As the carriage approached, the walls came into full view.

They towered above all; smeared with soot, stained with ancient blood, and weathered by war. 

The air itself seemed heavy, thick with the acrid scent of burning pitch as they crossed the bridge over a stagnant moat.

Ashen cast a glance down.

All he saw were bones.

Massive, bleached remnants of beasts long since slain — their skeletal remains left to rot beneath the shadow of the walls they'd failed to breach.

When the carriage passed through the colossal gate, the heart of the Citadel unfolded before him.

Wounded soldiers trudged along the main road, their bandages brown with dried blood. 

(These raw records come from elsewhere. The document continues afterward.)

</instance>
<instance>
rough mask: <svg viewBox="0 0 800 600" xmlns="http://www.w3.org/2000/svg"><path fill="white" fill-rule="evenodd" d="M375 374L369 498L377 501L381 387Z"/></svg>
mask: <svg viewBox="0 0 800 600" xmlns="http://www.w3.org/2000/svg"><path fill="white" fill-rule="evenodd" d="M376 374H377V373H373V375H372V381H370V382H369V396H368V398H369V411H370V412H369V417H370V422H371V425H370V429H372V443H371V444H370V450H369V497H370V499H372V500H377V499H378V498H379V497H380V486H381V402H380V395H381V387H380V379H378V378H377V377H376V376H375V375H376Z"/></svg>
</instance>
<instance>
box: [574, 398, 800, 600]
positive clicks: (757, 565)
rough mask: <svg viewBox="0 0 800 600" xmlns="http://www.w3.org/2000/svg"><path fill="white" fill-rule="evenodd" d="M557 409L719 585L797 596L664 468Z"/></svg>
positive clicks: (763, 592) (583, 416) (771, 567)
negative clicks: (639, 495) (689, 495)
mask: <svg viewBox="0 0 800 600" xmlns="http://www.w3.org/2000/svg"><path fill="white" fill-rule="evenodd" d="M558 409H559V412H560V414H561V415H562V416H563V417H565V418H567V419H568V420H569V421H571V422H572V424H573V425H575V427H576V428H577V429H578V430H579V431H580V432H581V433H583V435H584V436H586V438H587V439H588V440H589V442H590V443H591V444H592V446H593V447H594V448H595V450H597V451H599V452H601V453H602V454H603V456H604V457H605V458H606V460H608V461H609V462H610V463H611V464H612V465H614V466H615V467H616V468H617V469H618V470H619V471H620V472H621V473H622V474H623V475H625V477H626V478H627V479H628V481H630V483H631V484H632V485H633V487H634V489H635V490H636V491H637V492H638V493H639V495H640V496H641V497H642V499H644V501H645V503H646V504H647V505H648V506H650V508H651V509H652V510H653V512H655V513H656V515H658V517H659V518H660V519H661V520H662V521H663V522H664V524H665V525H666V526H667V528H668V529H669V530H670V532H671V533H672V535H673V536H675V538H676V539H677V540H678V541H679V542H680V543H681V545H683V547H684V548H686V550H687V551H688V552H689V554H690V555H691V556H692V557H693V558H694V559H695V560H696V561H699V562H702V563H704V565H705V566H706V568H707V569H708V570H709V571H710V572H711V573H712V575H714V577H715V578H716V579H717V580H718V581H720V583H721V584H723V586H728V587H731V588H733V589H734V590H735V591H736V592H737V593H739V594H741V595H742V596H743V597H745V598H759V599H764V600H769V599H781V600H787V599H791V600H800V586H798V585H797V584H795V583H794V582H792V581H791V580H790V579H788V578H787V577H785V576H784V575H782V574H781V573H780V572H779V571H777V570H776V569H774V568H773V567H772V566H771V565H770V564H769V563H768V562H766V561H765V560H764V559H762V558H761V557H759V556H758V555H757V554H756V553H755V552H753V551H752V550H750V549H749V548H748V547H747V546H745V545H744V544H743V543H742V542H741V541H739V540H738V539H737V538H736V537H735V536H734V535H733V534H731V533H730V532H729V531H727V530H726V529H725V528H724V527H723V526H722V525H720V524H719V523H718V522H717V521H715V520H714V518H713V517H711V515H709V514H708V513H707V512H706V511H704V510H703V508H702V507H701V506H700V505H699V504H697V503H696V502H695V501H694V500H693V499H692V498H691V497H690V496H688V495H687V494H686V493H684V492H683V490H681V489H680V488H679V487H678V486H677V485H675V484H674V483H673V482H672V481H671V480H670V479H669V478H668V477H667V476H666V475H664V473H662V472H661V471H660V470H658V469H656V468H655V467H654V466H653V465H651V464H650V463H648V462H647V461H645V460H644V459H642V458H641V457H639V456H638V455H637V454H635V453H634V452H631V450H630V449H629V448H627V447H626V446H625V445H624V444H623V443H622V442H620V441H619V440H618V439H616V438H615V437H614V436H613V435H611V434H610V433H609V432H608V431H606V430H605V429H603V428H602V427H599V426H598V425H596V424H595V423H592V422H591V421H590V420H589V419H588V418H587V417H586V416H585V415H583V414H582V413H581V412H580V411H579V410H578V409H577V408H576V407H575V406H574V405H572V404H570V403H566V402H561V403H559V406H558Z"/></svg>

Armorers hammered dents from battered breastplates and shattered blades, their rhythm slow, grim, like a funeral drum beating for the fallen.

Everything bore the scars of endless sieges.

Buildings stood shattered. Towers bore deep, cleaving wounds. Scorch marks clawed across stone like ancient battle cries frozen in time.

Banners hung in tatters, their colors long since bleached by sun and rain. The only standard that flew fresh was the banner of a clenched fist, dyed deep crimson with black-edged borders, flapping from the highest spire like a bloody taunt.

Yet for all its ruin, The Ashbastion endured.

It endured stubbornly… defiantly, as if its bones would hold long after its flesh was gone.

Ashen felt the weight of his decision settle in his chest. The grandness of the Citadel wasn't in its splendor, but in its survival.

This place didn't stand tall.

It clung to life.

No matter how hard the world gnawed at it.